Il y a deux ans, les Bardo se décidèrent à construire un atelier charcuterie complètement neuf et aseptisé respectant toutes les normes d'une charcuterie industrielle, avec salle à manger sans plante verte au deuxième étage. Les inspecteurs vinrent vérifier les travaux cent fois, firent ajouter des armoires, une salle de réception expédition (complètement inutile), firent mettre un cadenas sur les poubelles, une pompe à savon dans les toilettes, les murs étaient lavables bien sûr, les comptoirs juste comme il fallait qu'ils soient, l'inspecteur allait enfin délivrer le permis quand sa main se figea, là, LÀ !
Quoi ?
Les plinthes !
Elles sont correctes, les plinthes. Elles sont scellées.
Oui, mais les clous ?
L'inspecteur montrait les minuscules têtes des clous utilisés pour fixer les plinthes au mur. Il faut me renfoncer ces têtes-là et les recouvrir de pâte à bois, ordonna-t-il. Il n'a pas signé le permis ce jour-là, seulement deux semaines plus tard, après être revenu vérifier les têtes de clou. Depuis, ça va. Trop tard, les Bardo en ont jusque-là. Ils ont vendu à un couple avec trois enfants. Ils s'en retournent à Châteauguay.

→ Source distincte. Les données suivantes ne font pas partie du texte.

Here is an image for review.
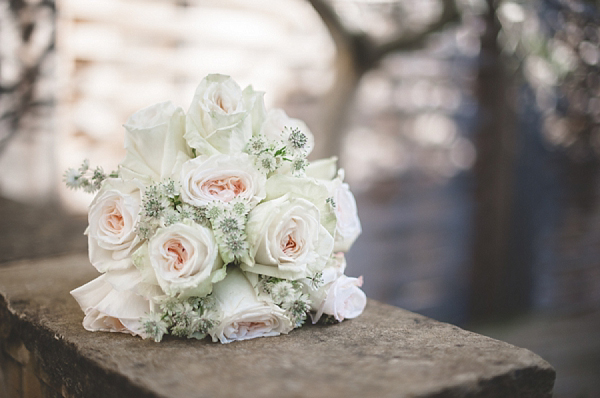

Peut-être pensez-vous que ces contrôles un peu excessifs garantissent au moins des pâtés, des magrets, des terrines, des rillettes irréprochables.

À votre place, je n'en serais pas si certain. Des rillettes de canard, c'est fait avec quoi pensez-vous ? Avec du canard. Savez-vous combien de fois les inspecteurs ont inspecté les canards en 10 ans ? Pas une crisse de fois. Les murs, les plinthes, les clous dans les plinthes, les plantes vertes sur la table, mais les canards, non. Ces canards-là pourraient avoir la lèpre, la typhoïde, des hémorroïdes, on en fera des rillettes santé du moment que les murs soient lavables et les plinthes scellées. Bon appétit.